It looks like Arbitrum and Optimism holders are facing a tough time, with 99% of them currently at a loss

Arbitrum and Optimism have seen better days, at least according to IntoTheBlock.
The on-chain analysis firm found that 99% of Arbitrum and Optimism's coin supply is currently holding at a loss. Only 1% are at the money, and an astounding 0% are in profit. This data suggests that the current market sentiment is bearish, and holders are experiencing significant losses.
To put this into perspective, Arbitrum's price has dropped nearly 20% in the past month, and all of the tokens' supply now holds at a loss. Similarly, Optimism's on-chain data shows a significant decline in profitability, leading to a large majority of holders accumulating unrealized losses.
Arbitrum's struggles began in November, with a steady decline in price and profitability, which can be seen in the chart below.
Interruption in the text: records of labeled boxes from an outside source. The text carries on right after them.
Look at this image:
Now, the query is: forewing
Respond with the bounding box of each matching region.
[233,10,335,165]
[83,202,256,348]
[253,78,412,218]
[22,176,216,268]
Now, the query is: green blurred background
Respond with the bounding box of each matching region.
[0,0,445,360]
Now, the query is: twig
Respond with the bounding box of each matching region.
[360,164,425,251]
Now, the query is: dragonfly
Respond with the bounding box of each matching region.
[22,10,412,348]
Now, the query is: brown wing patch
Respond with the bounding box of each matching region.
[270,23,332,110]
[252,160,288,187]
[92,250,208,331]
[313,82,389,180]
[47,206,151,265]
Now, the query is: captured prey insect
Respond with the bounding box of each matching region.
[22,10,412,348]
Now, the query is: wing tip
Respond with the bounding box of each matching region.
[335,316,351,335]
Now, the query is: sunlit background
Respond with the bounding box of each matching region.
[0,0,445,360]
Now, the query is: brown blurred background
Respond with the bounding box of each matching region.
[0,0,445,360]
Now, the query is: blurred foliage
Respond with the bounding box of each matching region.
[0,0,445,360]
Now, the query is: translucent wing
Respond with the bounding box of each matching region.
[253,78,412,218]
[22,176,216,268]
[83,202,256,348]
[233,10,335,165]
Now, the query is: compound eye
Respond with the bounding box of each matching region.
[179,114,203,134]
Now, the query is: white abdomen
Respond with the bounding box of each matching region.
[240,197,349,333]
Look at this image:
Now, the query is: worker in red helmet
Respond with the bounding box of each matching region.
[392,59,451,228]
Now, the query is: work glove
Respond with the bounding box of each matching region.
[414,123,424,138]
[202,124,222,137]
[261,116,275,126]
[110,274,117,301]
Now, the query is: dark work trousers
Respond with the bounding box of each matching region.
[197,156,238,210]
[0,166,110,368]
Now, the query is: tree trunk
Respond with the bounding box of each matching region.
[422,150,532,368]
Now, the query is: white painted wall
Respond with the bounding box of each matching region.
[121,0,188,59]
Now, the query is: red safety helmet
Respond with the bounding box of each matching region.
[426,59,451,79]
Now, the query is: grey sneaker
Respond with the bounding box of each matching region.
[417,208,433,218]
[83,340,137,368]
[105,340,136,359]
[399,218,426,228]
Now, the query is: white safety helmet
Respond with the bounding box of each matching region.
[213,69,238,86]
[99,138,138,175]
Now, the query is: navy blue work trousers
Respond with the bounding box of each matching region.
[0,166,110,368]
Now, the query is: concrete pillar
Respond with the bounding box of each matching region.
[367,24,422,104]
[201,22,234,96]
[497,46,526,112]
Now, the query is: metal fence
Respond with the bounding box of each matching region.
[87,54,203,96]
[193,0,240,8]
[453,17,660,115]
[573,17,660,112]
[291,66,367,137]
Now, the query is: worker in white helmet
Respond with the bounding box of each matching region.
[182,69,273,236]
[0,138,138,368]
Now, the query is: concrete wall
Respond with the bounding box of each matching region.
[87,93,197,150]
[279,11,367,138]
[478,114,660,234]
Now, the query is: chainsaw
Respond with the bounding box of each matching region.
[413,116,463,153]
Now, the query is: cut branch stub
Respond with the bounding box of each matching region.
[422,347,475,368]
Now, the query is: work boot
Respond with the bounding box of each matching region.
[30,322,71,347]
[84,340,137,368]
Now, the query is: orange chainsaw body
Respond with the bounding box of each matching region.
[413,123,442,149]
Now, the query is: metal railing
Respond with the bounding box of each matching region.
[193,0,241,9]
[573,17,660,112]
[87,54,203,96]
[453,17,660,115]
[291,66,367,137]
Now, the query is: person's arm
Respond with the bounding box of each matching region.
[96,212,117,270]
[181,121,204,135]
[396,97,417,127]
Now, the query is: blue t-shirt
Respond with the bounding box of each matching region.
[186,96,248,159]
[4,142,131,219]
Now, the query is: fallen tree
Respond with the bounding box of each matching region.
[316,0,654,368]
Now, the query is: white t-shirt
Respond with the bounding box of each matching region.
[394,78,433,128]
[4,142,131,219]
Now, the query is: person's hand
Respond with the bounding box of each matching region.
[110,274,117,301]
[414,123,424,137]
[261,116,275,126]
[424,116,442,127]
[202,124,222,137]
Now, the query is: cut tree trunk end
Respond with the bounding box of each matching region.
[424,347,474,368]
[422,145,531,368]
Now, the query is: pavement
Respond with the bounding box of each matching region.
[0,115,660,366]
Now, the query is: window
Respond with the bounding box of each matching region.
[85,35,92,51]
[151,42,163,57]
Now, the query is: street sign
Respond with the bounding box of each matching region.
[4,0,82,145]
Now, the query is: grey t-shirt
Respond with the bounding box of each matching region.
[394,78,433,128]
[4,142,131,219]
The Relative Strength Index (RSI) is currently reading 39.68, indicating room for further price declines before reaching oversold territories.
Arbitrum's struggles come amid a broader downturn in the cryptocurrency market, which has seen prices decline sharply in recent months. This downturn has led to widespread losses for cryptocurrency investors, and Arbitrum and Optimism holders are no exception.
However, it's important to note that despite the bleak outlook, there are signs that the market may be bottoming out. For example, the RSI is approaching oversold levels, which could lead to a rebound in price. Additionally, the volume of Arbitrum and Optimism trades has been declining, which could indicate that market participants are becoming less interested in the tokens.
If the volume of Arbitrum and Optimism trades continues to decline, it could lead to further price declines as sellers are able to exert more pressure on the market. However, if the volume of Arbitrum and Optimism trades begins to rise again, it could indicate that market participants are becoming more interested in the tokens, which could lead to a rebound in price.